Seu médico, então, prescreveu alguns medicamentos para tentar controlar o problema, mas sem sucesso. “Com 25 ou 26 semanas eu passava mais tempo internada do que em casa e, quando cheguei na 30ª, não deu mais para segurar. Minha pressão foi a 18×10 e não baixava de jeito nenhum. Como o bebê estava em sofrimento fetal, foi preciso fazer uma cesárea de emergência”, relembra.

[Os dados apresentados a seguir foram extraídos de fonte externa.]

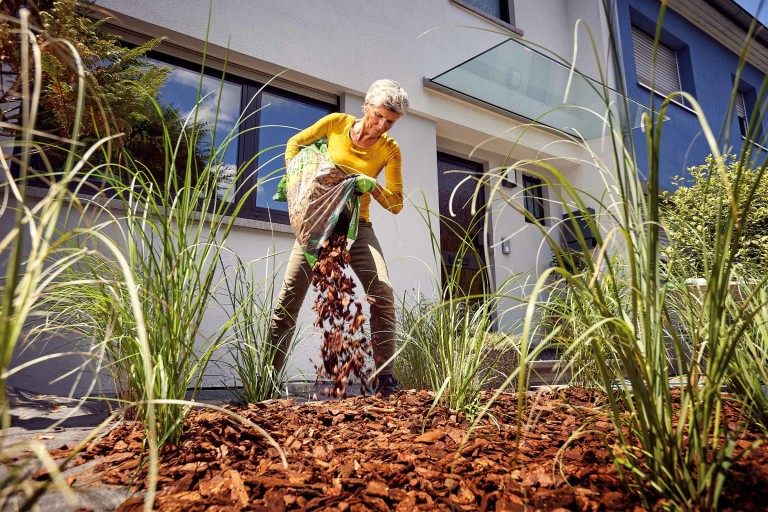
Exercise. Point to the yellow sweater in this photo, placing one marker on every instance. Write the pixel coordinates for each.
(351, 158)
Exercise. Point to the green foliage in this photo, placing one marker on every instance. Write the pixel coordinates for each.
(567, 315)
(446, 343)
(37, 252)
(703, 205)
(121, 86)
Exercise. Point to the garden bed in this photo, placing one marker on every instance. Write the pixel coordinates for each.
(365, 453)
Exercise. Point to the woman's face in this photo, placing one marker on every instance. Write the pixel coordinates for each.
(378, 120)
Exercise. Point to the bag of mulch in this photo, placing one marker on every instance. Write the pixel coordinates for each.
(321, 199)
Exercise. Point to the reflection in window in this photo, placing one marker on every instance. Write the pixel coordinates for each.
(216, 112)
(741, 114)
(280, 119)
(230, 136)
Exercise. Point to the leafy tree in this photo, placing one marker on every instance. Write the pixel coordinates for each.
(705, 198)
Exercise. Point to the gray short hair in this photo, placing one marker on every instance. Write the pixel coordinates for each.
(388, 94)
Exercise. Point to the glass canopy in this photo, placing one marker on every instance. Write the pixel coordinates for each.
(517, 79)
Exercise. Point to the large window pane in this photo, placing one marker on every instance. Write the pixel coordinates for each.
(280, 118)
(218, 109)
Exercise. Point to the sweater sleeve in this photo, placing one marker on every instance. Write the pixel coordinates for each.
(309, 135)
(391, 196)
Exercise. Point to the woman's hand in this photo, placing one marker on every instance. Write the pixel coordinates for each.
(365, 184)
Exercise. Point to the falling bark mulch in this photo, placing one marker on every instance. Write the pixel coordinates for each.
(365, 453)
(340, 317)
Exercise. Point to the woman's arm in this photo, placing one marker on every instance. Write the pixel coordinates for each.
(309, 135)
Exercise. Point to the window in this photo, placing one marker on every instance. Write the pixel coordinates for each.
(265, 119)
(741, 114)
(533, 198)
(494, 10)
(666, 79)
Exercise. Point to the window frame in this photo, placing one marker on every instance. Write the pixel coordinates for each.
(507, 10)
(740, 109)
(642, 50)
(247, 140)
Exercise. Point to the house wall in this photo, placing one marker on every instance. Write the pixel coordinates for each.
(707, 71)
(339, 48)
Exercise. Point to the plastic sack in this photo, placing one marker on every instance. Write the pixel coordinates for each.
(321, 198)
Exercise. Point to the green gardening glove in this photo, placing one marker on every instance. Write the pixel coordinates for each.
(364, 184)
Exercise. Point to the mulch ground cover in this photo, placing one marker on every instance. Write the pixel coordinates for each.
(366, 453)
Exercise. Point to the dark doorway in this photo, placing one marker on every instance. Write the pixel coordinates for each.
(462, 235)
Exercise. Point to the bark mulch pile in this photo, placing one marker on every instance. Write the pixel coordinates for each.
(364, 453)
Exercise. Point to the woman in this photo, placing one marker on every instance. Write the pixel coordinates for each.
(358, 146)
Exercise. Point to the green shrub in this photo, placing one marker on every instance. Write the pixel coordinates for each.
(702, 206)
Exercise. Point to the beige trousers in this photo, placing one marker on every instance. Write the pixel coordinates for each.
(367, 262)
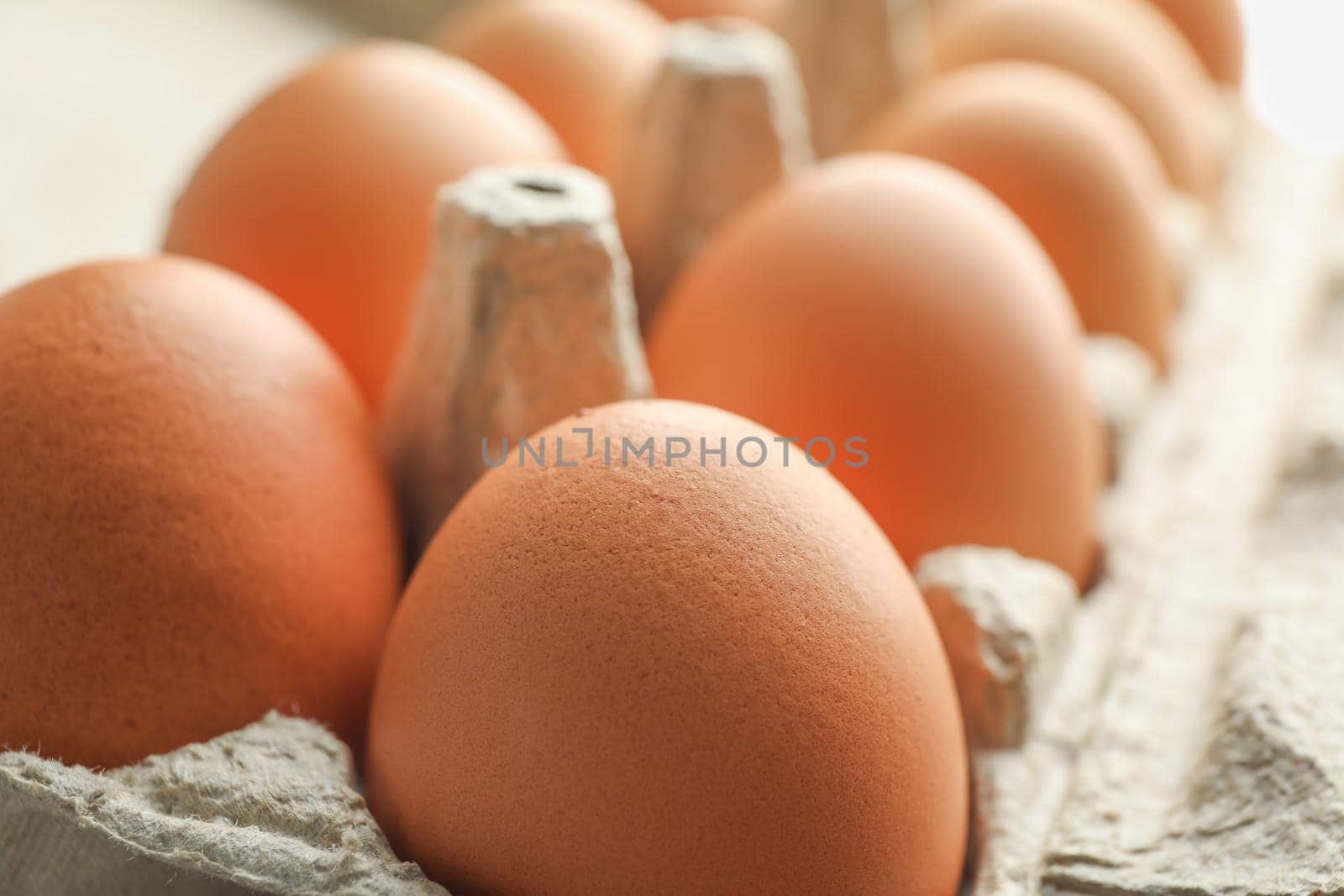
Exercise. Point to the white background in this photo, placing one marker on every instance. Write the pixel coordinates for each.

Assim, no dia 30 de janeiro de 2009, pesando apenas 1.140 gramas, veio ao mundo a pequena Manuela. Por conta da prematuridade, do baixo peso e também por ter nascido com fenda palatina (céu da boca aberto), a menina ficou 90 dias internada na UTI neonatal do Hospital Bom Clima, em Guarulhos (SP).

“Lá, ela foi entubada, recebeu transfusão de sangue, foi alimentada por sonda, usou uma infinidade de remédios… Cada dia no hospital era uma surpresa, e os médicos até chegaram a desenganá-la, por conta de uma infecção muito forte que ela pegou. Foi um período horrível, não desejo para ninguém”, diz Fernanda.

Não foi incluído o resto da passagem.